LS 1320-21 - Souffrance dans le travail social • Plonger ou rebondir ?
Par Sarah Jeanmonnot, cheffe de service
03/01/2022, voilà je monte dans la voiture, je reprends le travail. J’ai cru que je l’avais laissé à la maison, oublié au fond d’un tiroir coincé entre mes nouvelles résolutions de début d’année et mes vieilles habitudes. Mais non, elle est montée avec moi, cette boule au ventre, cette peur incompréhensible, qui augmente de jour en jour, malgré moi.
01/09/1998, je me revois pré-stagiaire dans un foyer d’hébergement à 22 ans. J’étais fière de décrocher ce premier emploi qui allait confirmer ce choix professionnel : être éducatrice.
Me tourner vers les autres en difficulté, aider mon prochain à faire par lui-même sans se ridiculiser. Permettre à une personne abîmée, cabossée de la vie de pouvoir s’épanouir hors du cadre normatif et être le tuteur de ces pousses fragiles…
J’ai commencé par la petite porte, monitrice-éducatrice, VAE éduc spé’, puis en 2010 Chef de service éducatif. J’ai appris sur le terrain, j’ai confirmé mes compétences, j’ai gravi chaque échelon, en donnant du sens à mes actions. J’ai défendu des valeurs au sein de mon association issue de parents d’enfants en situation de handicap. J’ai toujours cru en mon employeur qui militait pour l’humain.
Aujourd’hui, je ne sais plus qui je suis, je me suis perdue entre un tableau de statistiques et une variable de paye. Je ne suis pas une éduc chef, la hiérarchie m’a demandé de gommer le « éducatif » de mon titre, je ne suis donc devenue chef de service. Par coquetterie, j’ai ajouté un peu de féminin, je suis devenue cheffe … on me parle de manager, de leader positif, de gestionnaire d’établissement.
J’avais coché toutes les cases : bon élève, fidèle soldat à mon poste, pas d’esprit rebelle, une volonté d’accompagner les nombreux changements, de motiver les troupes, de soutenir les équipes, d’écouter les situations complexes éducatives.
Ce matin, je n’ai pas eu envie de me lever, j’ai bien senti à la dernière réunion que les remarques de l’équipe éducative m’ont ébranlée, je n’avais pas la force de répondre. J’ai bien calculé le temps que je mettais à remplir un tableau, je sais que ma collègue a mis moins longtemps. Suis-je devenue « has been » à 45 ans ? Suis-je en décalage, pas assez performante ? Suis-je atteinte de ce mal actuel ? De ce que l’on nomme burn-out ? Non, pas moi, je n’avais pas signé pour ça !
J’ai perdu l’objectif de « l’usager au centre du dispositif », il s’est retrouvé écrasé sous une pile de dossiers entre Sérafin-ph et un volume horaire à valider.
J’ai perdu foi en mon travail, mais surtout foi en moi.
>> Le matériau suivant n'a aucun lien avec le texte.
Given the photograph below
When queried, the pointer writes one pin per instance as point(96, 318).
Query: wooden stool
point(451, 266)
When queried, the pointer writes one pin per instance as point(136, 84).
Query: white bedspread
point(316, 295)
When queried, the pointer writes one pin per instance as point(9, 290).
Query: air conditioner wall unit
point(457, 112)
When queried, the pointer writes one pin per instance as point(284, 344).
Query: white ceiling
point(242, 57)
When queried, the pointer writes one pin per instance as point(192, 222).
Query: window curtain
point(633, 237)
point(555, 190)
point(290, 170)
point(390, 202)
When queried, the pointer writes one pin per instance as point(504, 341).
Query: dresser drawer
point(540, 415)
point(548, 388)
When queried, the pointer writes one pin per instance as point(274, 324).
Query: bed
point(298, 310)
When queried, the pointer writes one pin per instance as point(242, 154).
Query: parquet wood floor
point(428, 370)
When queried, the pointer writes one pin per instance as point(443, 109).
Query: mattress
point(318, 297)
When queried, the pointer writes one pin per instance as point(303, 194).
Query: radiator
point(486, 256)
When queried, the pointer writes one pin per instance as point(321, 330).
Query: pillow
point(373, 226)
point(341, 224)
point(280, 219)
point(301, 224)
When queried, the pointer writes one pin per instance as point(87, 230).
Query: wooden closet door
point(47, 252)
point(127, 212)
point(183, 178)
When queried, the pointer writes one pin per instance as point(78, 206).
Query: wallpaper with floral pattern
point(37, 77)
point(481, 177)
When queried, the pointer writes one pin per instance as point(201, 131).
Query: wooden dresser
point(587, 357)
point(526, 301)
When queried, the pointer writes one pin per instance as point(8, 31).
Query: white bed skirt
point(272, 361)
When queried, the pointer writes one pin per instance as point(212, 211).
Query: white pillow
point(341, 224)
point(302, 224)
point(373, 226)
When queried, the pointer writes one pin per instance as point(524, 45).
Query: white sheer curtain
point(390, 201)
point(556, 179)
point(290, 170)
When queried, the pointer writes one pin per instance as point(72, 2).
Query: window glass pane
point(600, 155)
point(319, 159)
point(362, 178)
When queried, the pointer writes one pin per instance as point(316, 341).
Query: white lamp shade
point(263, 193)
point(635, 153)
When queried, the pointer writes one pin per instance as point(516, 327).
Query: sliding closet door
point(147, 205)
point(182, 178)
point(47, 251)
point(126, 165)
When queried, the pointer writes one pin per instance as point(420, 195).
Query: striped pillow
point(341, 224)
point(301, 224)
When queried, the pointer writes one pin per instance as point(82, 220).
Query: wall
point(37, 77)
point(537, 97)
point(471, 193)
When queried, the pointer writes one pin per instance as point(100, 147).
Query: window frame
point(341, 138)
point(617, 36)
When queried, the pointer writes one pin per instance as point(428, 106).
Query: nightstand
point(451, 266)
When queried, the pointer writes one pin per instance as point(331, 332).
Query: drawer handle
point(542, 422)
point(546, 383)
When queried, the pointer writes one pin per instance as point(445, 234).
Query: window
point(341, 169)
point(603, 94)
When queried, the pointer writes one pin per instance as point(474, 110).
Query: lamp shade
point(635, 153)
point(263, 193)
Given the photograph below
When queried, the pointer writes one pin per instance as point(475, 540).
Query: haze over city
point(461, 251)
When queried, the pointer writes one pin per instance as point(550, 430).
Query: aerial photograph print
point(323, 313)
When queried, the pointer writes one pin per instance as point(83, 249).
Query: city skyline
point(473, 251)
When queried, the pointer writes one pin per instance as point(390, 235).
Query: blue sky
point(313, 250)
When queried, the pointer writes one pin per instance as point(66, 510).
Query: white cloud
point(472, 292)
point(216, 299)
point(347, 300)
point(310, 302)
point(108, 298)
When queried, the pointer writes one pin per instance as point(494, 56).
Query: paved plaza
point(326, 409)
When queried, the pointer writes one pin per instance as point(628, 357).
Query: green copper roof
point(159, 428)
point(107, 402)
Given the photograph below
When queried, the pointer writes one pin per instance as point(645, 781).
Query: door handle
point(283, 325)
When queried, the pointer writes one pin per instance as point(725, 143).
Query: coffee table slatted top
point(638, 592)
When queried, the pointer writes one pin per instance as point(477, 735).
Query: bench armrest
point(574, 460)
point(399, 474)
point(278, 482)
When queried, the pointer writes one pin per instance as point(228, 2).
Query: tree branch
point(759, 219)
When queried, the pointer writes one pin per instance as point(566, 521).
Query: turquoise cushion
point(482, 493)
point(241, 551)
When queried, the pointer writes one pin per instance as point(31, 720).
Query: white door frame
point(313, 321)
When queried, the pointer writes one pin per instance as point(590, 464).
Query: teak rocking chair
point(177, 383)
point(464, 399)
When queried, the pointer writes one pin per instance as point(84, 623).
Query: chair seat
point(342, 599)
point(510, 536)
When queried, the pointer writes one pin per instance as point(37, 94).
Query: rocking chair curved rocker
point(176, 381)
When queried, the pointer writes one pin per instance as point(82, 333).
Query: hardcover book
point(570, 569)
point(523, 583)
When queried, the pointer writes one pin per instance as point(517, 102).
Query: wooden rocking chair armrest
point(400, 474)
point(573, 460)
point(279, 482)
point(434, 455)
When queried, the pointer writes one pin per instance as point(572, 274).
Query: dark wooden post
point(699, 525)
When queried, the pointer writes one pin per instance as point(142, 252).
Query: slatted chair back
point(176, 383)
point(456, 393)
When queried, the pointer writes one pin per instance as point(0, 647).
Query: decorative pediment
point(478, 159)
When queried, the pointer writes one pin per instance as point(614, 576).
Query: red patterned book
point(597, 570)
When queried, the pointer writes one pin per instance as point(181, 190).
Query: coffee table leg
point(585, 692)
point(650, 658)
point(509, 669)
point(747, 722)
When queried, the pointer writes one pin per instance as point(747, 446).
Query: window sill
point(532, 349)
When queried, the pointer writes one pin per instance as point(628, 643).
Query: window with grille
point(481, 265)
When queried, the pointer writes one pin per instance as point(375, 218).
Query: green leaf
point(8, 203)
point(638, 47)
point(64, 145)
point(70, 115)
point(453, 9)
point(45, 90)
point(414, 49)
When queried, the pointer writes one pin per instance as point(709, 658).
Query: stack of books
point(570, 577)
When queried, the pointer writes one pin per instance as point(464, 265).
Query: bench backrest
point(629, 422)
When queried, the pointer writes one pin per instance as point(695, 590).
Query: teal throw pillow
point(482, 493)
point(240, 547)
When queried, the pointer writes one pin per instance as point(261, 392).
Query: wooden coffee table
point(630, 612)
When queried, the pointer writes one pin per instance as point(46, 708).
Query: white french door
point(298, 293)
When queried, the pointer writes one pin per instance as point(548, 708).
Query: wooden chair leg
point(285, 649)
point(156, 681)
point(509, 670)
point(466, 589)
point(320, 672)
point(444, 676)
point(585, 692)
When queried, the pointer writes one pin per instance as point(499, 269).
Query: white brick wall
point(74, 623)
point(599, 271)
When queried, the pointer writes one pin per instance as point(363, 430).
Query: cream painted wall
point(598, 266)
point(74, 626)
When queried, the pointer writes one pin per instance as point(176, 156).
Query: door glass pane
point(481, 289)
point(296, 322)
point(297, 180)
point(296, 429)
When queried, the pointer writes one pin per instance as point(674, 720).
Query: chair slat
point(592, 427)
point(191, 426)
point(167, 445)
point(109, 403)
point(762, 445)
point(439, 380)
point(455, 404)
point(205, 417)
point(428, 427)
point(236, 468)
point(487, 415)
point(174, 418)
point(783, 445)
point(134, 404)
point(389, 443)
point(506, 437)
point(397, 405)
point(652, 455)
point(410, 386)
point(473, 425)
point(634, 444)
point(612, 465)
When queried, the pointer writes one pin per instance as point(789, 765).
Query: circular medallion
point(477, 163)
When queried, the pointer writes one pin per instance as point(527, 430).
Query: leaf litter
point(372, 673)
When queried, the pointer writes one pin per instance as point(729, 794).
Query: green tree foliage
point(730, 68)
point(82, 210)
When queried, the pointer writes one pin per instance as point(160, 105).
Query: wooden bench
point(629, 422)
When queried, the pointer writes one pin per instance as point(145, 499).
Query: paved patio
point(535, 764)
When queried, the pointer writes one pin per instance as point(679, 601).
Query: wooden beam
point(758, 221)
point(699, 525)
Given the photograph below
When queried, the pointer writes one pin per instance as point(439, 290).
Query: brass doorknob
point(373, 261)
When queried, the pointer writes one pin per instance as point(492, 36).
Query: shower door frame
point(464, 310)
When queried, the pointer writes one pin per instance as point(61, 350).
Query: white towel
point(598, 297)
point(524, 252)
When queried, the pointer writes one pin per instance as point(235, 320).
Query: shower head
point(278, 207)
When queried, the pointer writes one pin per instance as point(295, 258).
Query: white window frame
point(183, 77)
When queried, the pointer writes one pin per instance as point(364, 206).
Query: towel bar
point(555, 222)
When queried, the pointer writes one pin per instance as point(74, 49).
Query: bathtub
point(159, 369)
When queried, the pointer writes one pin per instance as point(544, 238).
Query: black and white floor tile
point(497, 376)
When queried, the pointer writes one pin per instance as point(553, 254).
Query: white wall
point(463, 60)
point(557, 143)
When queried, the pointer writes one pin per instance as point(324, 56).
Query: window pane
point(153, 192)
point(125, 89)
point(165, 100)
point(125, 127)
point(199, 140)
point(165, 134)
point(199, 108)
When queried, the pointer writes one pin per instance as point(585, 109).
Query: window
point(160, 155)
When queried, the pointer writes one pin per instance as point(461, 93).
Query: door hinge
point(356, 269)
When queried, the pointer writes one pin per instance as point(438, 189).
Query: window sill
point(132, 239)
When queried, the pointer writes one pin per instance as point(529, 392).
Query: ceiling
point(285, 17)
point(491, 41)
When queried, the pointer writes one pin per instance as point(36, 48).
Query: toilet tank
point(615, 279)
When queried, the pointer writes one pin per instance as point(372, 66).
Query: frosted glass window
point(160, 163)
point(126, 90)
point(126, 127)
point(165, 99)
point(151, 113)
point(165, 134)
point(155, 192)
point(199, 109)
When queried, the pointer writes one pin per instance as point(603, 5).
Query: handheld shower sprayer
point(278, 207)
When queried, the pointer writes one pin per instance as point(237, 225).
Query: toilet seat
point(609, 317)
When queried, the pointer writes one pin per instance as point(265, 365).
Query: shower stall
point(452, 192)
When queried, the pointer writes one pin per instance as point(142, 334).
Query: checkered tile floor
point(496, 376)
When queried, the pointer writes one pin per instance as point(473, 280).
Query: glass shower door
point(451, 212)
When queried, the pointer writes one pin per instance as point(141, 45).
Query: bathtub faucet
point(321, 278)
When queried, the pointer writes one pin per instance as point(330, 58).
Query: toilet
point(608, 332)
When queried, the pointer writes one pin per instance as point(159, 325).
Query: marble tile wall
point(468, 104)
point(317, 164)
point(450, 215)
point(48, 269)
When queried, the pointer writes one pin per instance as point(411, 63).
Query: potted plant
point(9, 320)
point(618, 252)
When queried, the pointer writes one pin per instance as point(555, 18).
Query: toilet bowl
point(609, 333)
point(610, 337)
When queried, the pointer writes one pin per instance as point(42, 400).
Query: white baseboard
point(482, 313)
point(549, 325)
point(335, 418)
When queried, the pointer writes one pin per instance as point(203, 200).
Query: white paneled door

J’ai les larmes au bord des yeux. Je ne suis pas capable de faire correctement mon travail. Je suis devenue un pantin, l’ombre de moi-même, courant après les dossiers, tentant de faire tourner deux établissements. Je sème de la frustration, car je n’ai pas assez de temps, je colle des pansements sur des plaies, je n’arrive plus à soigner le mal à la racine, je suis perdue entre mes doutes et ma fatigue. Elle est devenue ma meilleure amie, ma mauvaise conseillère émotionnelle et elle grandit au fur et à mesure que s’instaure notre triste relation.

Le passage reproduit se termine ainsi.